Over 100 years ago, an MU chemistry major chained herself to the White House gates.
She wanted President Woodrow Wilson’s attention.
Hazel Hunkins wore her MU sash and stood as one of the Silent Sentinels with Alice Paul, leader of the National Woman’s Party, leading the way. Her silence was a part of the protest in the fight for women’s suffrage.
Hunkins stayed there until police officers came to take her and the other protesters to jail, where they would serve a 15-day sentence.
In 2019, it isn’t surprising that women in the U.S. have the right to vote. In reality, though, the fight for women’s suffrage took decades to win. Congress first took up the matter of a constitutional amendment in 1878, and it wasn’t until August 1920 that the majority of states had ratified it, granting white women the right to vote.
The new “She Got the Vote” exhibit at the Boone County History and Culture Center, which will run until September 2020, commemorates the 100th anniversary of the 19th Amendment’s approval Aug. 26, 1920. It also showcases stories like Hunkins’ that illustrate how difficult it was to change peoples’ minds in the early 1900s.
“Most people don’t know that it took over 70 years just to decrease the shock value of saying ‘Women deserve the right to vote,’” Marilyn McLeod, president of the League of Women Voters of Columbia-Boone County, said.
The exhibit features photos, dresses, artifacts and more from the early 1900s, where women both in Columbia and across the U.S. protested for their right to vote. Three white dresses stand in the center of the exhibit, adorned with bright gold sashes. They help demonstrate, according to the exhibit, the meaning of the women’s suffrage flag: purple to convey “loyalty, constancy to purpose and unswerving steadfastness to a cause,” gold to represent “light and life and the torch that guides our purpose,” and white, “the emblem of purity that symbolizes the quality of our purpose.”
A photo of Hunkins in her sash, standing along with other suffragists in front of the White House, rests on a tiny stand inside a glass case with text explaining her legacy.

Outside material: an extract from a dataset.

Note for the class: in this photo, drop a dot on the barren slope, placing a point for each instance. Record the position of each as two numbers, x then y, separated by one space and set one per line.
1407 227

The League of Women Voters lent several pieces for the exhibit, such as the suffrage flag and photos. The flag is a copy of the one Paul sewed a star onto each time a state ratified the amendment. She sewed 36 stars in all.
The exhibit also features an item on loan from the State Historical Society of Missouri, the pen used by then-Missouri Gov. Frederick D. Gardner to sign the Presidential Suffrage Bill in 1919, according to a media release given out by the History and Culture Center. Missouri was the 11th state to ratify the amendment. Gardner’s pen remains stained by ink from the well he dipped his pen into.
The exhibit is a collaboration between the Boone County Historical Society and The League of Women Voters, Chris Campbell, executive director of the society, said. Members of both organizations enjoyed working together to make the exhibit possible.
The purpose is to educate people on this period of history, which not many people know the details of, McLeod said.
The exhibit also highlights local groups’ activism, along with the nationally recognized groups. The Columbia Equal Suffrage League was one such group. Its first president, R. H. Jesse, is a former president of the University of Missouri.
Campbell, in the news release, highlighted the efforts made by local women to fight for the cause. There was Helen McNabb (then Helen Guthrie Miller), who presented a program on universal suffrage during the inaugural meeting of the group Nov. 16, 1912. Miller was elected chair of the executive board, and Luella Wilcox St. Clair, former president of Christian College — now Columbia College — was elected vice president.
The exhibit is open to the public from 10 a.m. to 5 p.m. Wednesdays through Saturdays and from noon to 5 p.m. on Sundays. Admission is free. The society museum is at 3801 Ponderosa St.